Making her way to Digne by bicycle, Skarbek contacted the Gestapo in the town. They could have simply arrested and shot her. However, by sheer force of personality and a certain amount of subterfuge, she got their attention. She was, she falsely claimed, Cammaerts’ wife, and what was more, she was the niece of the leading British Army commander, Field Marshall Bernard Montgomery. She admitted that the men held by the Nazis were senior British agents. But if any harm came to them, the Germans would pay with their lives when the invading British and Americans arrived. Astonishingly, all three men were released.[9]
1 After the War
With the end of WWII in Europe in May 1945, Skarbek chose not to return to Poland, which was now controlled by a Soviet-supported Communist regime.
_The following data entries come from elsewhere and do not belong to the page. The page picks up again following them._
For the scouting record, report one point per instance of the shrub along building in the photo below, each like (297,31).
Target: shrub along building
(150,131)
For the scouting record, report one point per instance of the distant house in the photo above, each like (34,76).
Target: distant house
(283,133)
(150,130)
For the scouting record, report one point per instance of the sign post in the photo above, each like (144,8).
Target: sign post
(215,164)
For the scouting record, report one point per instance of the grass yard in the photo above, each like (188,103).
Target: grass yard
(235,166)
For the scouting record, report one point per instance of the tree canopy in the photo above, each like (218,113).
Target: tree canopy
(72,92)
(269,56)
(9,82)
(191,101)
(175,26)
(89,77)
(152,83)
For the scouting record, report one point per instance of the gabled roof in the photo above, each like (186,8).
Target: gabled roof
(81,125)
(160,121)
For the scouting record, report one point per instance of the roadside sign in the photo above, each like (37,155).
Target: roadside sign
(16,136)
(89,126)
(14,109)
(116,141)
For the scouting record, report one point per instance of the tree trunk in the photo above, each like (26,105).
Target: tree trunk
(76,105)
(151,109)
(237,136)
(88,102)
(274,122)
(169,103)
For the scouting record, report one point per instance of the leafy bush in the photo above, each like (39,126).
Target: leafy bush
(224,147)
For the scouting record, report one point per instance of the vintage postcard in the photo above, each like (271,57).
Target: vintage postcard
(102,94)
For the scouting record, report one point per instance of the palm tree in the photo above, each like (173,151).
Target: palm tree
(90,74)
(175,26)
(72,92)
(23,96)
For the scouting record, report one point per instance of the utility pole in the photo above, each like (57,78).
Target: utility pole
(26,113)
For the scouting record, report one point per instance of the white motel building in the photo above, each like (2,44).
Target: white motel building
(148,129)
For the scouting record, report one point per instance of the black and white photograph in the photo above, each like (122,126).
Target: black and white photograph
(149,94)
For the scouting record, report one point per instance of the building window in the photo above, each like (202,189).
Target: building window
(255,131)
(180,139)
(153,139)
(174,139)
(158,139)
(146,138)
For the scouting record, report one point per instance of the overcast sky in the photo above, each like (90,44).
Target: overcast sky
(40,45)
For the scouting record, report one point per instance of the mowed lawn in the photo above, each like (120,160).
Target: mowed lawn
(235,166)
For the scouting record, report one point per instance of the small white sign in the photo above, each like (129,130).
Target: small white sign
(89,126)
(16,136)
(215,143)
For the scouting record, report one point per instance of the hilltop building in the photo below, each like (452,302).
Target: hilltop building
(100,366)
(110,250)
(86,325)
Shamefully, the British authorities, although awarding her the prestigious George Medal, largely left Skarbek to survive on her own. She was forced to take on a range of menial jobs, such as waitress, telephonist, and shop worker.
In 1950, she took a job as a stewardess on a cruise ship. It was during her first voyage that she met a man called Dennis Muldowney. Skarbek was by then divorced from George Giżycki. She struck up a relationship with Downey. But she soon tired of him and eventually told him bluntly to leave her alone.
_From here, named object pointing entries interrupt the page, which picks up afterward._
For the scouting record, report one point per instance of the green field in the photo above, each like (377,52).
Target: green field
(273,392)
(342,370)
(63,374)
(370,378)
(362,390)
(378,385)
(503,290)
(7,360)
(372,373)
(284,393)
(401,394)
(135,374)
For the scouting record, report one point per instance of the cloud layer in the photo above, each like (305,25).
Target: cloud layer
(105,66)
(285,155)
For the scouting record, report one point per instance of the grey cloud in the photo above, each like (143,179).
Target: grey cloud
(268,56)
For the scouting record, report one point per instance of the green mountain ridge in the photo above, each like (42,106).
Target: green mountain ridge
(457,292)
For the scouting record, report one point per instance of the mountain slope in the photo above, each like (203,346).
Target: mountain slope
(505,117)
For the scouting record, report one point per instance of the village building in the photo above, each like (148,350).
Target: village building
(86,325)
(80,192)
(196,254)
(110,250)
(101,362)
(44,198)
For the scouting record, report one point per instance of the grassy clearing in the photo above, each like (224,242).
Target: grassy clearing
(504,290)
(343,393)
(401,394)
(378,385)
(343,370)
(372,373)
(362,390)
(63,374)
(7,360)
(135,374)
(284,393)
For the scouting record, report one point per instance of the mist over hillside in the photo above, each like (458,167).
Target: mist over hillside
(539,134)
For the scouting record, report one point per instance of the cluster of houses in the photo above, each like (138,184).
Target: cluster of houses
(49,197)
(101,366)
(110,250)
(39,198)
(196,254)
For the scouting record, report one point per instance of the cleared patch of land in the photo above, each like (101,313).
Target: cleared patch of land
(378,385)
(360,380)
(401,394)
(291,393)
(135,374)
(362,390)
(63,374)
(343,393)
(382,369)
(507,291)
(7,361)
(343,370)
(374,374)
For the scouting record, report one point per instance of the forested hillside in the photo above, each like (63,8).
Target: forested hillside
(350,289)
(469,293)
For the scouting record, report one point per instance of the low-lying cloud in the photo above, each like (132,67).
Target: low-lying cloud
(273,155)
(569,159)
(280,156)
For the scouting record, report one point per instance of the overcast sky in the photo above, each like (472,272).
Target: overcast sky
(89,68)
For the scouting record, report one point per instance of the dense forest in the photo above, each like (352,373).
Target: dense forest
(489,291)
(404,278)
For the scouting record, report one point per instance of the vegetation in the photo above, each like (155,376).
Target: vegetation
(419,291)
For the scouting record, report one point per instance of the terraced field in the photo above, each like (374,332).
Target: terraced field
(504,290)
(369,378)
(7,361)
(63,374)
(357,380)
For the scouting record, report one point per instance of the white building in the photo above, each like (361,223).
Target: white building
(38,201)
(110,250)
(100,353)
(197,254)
In June 1952, Granville was living at the Shelbourne Hotel in London’s Kensington when Muldowney called on her despite her rejection of him. Skarbek met him in the lobby, and Muldowney stabbed her in the heart, killing her. She was just 44. It was a grim and ill-deserved end for this extravagantly heroic woman, Churchill’s favorite spy. Muldowney was convicted of murder and hung.[10]